Des Prinzen erstes Wort

Zufall oder Omen?

ERLENSCHLOSS. Es ist ein alter Glaube, dass die ersten Worte, die einem Kleinkind über die Lippen kommen, einen Hinweis auf seinen Charakter geben und die Art, nach der es wohl sein Leben führen wird. Dass dies nicht immer der Fall sein muss, versteht sich, doch gerne erinnern wir uns daran, dass der kleine Prinz Edelbrecht am Morgen seine Amme mit einem freudigen „...an! ...an!“ überraschte, nachdem er am Abend zuvor erstmals das Koscherlied vernommen hatte. Und von unserem guten Fürsten Blasius wissen die Älteren, dass ihm im zarten Alter ein strahlendes „Smeckt!“ über die Lippen kam, als er von einer Schüssel süßen Haferbreis gekostet hatte.

Daran ist zu erkennen, dass man sich um den Begriff „Wort“ streiten mag, zumal gewisse Laute (wie das „rauschende S“ in „schmeckt“) den Kleinsten noch recht schwer fallen. Zudem neigen stolze Eltern, gleich welchen Standes, dazu, auch in das kleinste Lallen die Worte „Mama“ oder „Papa“ hineinzudeuten. Darum lassen viele nur dann ein erstes Wort gelten, wenn es von einem Dritten vernommen und als solches erkannt wurde; da dies – zumindest in vornehmen Häusern – in der Regel die Amme ist, spricht man auch vom „Ammenwort“.

Aus Erlenschloss, dem Hofe des wackeren Erbprinzen Anshold und seiner reizenden Gattin Nadyana, erreichte unsere Schreibstube nun die Nachricht vom Ammenworte des Prinzchen Erlan, des – so es den Göttern gefällt – künftigen Fürsten unseres Landes. Dem Kinde hatte ein Handwerksmeister des Hofes, der in der berühmten Menagerie des Erbprinzen die Käfige instand hält, aus Holz einen Satz gar putziger Tiere geschnitzt, worauf er sich als Wengenholmer trefflich versteht. Da tummelten sich also gestreifte Luchse, langohrige Hanghasen, dickwollige Schnucken, zottige Bären und gar ein (recht brav geratener) Wolf – und natürlich durfte auch das Wappentier des Hauses Eberstamm nicht fehlen..

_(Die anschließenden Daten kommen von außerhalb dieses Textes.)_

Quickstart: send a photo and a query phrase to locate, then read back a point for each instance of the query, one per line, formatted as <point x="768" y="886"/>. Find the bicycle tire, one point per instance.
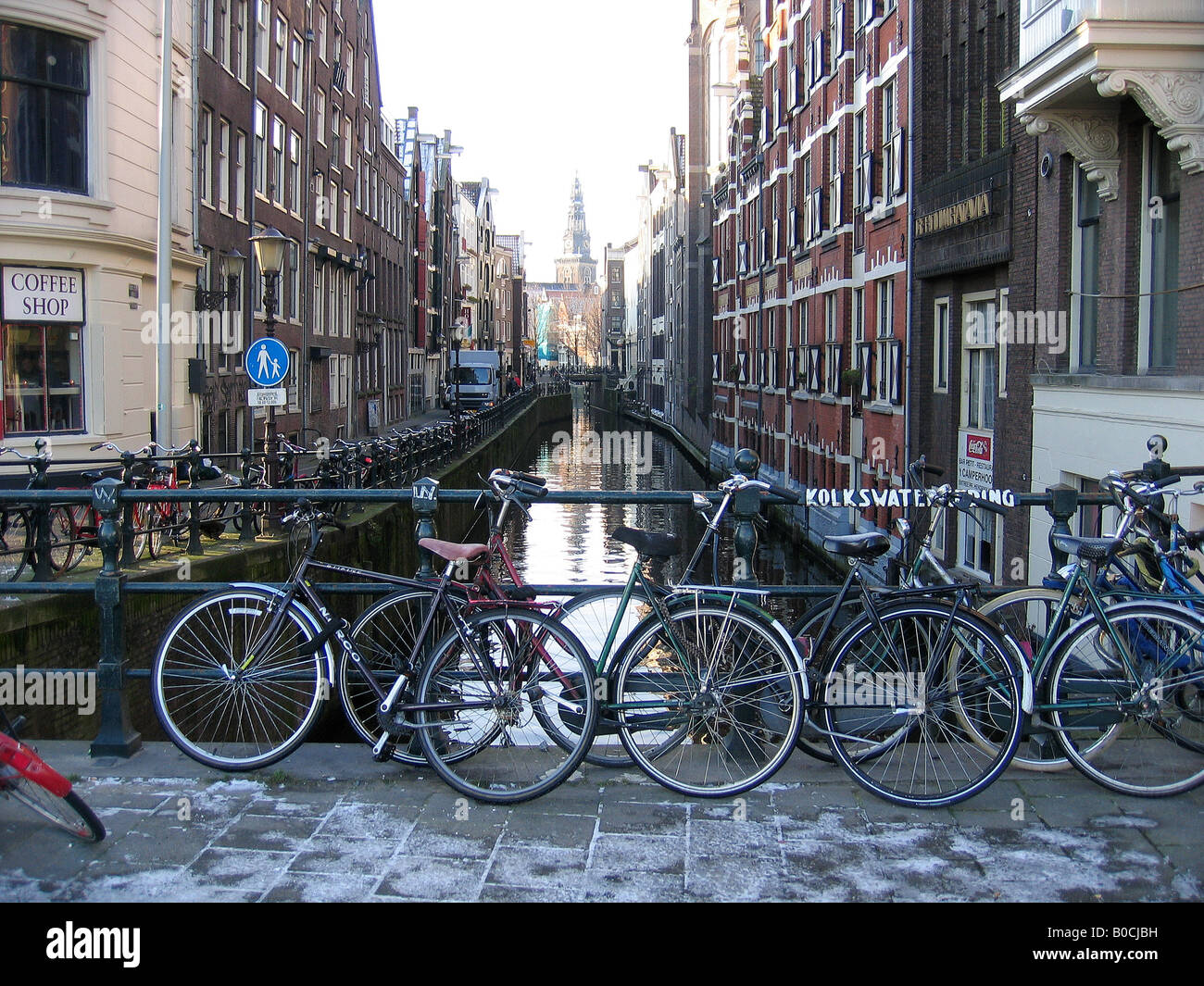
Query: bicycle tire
<point x="16" y="544"/>
<point x="1160" y="750"/>
<point x="902" y="741"/>
<point x="482" y="736"/>
<point x="1024" y="617"/>
<point x="810" y="737"/>
<point x="590" y="616"/>
<point x="384" y="637"/>
<point x="239" y="718"/>
<point x="731" y="692"/>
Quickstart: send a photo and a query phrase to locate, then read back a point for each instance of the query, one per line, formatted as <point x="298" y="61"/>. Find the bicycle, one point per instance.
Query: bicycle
<point x="241" y="676"/>
<point x="19" y="524"/>
<point x="1123" y="678"/>
<point x="27" y="778"/>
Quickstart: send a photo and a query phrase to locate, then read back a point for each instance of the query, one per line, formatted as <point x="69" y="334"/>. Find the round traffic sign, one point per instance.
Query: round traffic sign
<point x="268" y="361"/>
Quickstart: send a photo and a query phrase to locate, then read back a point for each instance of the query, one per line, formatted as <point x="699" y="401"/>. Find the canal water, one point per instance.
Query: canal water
<point x="571" y="543"/>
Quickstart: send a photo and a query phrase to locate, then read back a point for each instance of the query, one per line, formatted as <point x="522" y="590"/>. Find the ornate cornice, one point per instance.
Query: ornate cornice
<point x="1094" y="139"/>
<point x="1174" y="100"/>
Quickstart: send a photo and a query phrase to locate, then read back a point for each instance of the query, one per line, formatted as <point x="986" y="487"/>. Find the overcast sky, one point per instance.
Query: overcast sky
<point x="536" y="89"/>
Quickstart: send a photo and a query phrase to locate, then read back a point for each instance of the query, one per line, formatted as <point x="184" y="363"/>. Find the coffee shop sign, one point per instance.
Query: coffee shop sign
<point x="43" y="293"/>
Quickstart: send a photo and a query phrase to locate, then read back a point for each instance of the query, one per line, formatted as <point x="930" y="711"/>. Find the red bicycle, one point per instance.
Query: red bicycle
<point x="27" y="778"/>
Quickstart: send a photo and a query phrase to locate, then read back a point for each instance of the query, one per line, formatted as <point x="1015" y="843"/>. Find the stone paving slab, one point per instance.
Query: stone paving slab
<point x="330" y="825"/>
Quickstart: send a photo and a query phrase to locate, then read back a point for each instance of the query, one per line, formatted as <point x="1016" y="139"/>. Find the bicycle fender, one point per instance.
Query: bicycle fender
<point x="29" y="765"/>
<point x="314" y="624"/>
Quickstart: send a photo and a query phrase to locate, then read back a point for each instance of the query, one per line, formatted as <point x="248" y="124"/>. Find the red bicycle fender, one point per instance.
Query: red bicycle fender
<point x="31" y="765"/>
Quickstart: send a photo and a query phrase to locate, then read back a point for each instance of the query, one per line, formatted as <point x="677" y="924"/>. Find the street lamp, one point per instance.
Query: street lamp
<point x="270" y="251"/>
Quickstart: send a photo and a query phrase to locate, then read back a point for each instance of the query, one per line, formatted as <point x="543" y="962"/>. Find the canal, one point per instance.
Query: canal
<point x="598" y="450"/>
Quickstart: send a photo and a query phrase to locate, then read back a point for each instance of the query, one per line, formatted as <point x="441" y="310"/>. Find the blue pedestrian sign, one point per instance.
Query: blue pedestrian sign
<point x="268" y="363"/>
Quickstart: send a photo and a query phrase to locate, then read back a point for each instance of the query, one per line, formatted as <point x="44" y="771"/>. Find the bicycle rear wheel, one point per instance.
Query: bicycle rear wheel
<point x="709" y="704"/>
<point x="590" y="616"/>
<point x="894" y="693"/>
<point x="481" y="729"/>
<point x="1144" y="685"/>
<point x="229" y="697"/>
<point x="16" y="544"/>
<point x="384" y="636"/>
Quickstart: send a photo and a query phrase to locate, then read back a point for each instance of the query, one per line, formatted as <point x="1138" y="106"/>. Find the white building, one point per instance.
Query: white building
<point x="79" y="215"/>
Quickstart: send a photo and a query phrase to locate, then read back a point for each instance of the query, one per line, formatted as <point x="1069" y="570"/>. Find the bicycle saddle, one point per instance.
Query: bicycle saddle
<point x="1087" y="548"/>
<point x="649" y="542"/>
<point x="449" y="550"/>
<point x="858" y="545"/>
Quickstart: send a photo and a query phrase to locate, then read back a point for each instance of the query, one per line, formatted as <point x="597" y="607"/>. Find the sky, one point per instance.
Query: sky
<point x="534" y="91"/>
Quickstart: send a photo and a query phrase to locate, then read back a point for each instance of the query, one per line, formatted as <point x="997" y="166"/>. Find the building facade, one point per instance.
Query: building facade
<point x="82" y="323"/>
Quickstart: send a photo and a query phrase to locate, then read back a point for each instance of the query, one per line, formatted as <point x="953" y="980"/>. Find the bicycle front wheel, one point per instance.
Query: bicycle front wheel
<point x="1142" y="680"/>
<point x="709" y="701"/>
<point x="69" y="813"/>
<point x="483" y="696"/>
<point x="384" y="636"/>
<point x="895" y="693"/>
<point x="16" y="544"/>
<point x="591" y="616"/>
<point x="229" y="696"/>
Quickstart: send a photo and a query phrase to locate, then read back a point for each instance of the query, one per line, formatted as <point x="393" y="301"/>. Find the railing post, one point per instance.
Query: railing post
<point x="425" y="501"/>
<point x="194" y="508"/>
<point x="116" y="736"/>
<point x="746" y="508"/>
<point x="1063" y="505"/>
<point x="248" y="520"/>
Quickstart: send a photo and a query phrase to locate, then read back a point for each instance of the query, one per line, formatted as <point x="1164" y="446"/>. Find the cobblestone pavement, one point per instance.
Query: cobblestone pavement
<point x="328" y="824"/>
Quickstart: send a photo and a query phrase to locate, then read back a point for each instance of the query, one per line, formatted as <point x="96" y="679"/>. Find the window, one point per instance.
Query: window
<point x="282" y="65"/>
<point x="1085" y="267"/>
<point x="295" y="172"/>
<point x="940" y="345"/>
<point x="224" y="168"/>
<point x="204" y="148"/>
<point x="832" y="345"/>
<point x="240" y="40"/>
<point x="1160" y="268"/>
<point x="44" y="79"/>
<point x="278" y="160"/>
<point x="885" y="344"/>
<point x="43" y="378"/>
<point x="263" y="35"/>
<point x="979" y="372"/>
<point x="297" y="71"/>
<point x="240" y="175"/>
<point x="260" y="149"/>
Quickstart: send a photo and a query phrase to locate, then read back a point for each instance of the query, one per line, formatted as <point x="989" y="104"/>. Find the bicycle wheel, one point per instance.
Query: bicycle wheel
<point x="810" y="737"/>
<point x="590" y="616"/>
<point x="480" y="729"/>
<point x="16" y="543"/>
<point x="68" y="812"/>
<point x="63" y="535"/>
<point x="384" y="636"/>
<point x="1026" y="617"/>
<point x="710" y="701"/>
<point x="889" y="696"/>
<point x="1136" y="682"/>
<point x="227" y="696"/>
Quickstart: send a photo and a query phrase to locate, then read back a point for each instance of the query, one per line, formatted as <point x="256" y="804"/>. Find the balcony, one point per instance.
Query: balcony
<point x="1078" y="56"/>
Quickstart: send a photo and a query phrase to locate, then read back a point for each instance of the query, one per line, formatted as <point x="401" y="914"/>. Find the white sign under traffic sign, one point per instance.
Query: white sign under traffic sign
<point x="268" y="396"/>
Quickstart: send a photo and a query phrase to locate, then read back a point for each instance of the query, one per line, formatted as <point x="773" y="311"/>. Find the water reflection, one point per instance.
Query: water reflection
<point x="571" y="543"/>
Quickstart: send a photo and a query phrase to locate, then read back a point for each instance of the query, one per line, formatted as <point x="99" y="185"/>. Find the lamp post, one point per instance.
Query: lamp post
<point x="270" y="248"/>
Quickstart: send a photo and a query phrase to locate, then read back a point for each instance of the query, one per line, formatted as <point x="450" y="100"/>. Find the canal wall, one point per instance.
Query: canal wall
<point x="63" y="630"/>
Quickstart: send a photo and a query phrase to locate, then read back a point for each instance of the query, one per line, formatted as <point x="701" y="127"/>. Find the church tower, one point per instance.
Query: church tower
<point x="577" y="267"/>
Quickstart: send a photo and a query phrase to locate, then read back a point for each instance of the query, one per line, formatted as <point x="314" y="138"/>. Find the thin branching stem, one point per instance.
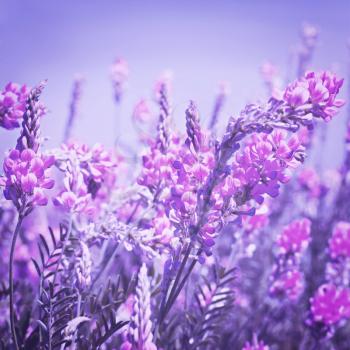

Mit einem verzückten Quietschen habe sich das Prinzlein auf die kleine Herde gestürzt und sich alsbald von dem zwei Jahre älteren Enkelbub des Meisters, der zugegen war, die Mecker-, Fauch- und Brülllaute der Tiere vormachen lassen, wobei er es leutselig duldete, dass der Spielgefährte sich des prinzlichen Spielzeugs bediente. Als aber der kleine Gerobald – so hieß der Bub nämlich – nach dem Keiler griff und ein veritables Grunzen zu Gehör brachte, da schoss Jung-Erlans Hand vor und entriss dem andern das Holztier, wobei er deutlich das Wort „Meins!“ gezischt haben soll. Nach der ersten Überraschung zeigte sich bei den Umstehenden natürlich Freude darüber, dass dem jüngsten Eberstammer schon Name und Wappen seines Hauses so gewärtig sind... und es ist ja auch ein schöner Trost, dass sich auf das erste Wort „Meins!“ so trefflich das gutherzige und mildtätige „Deins!“ als Reim finden lässt.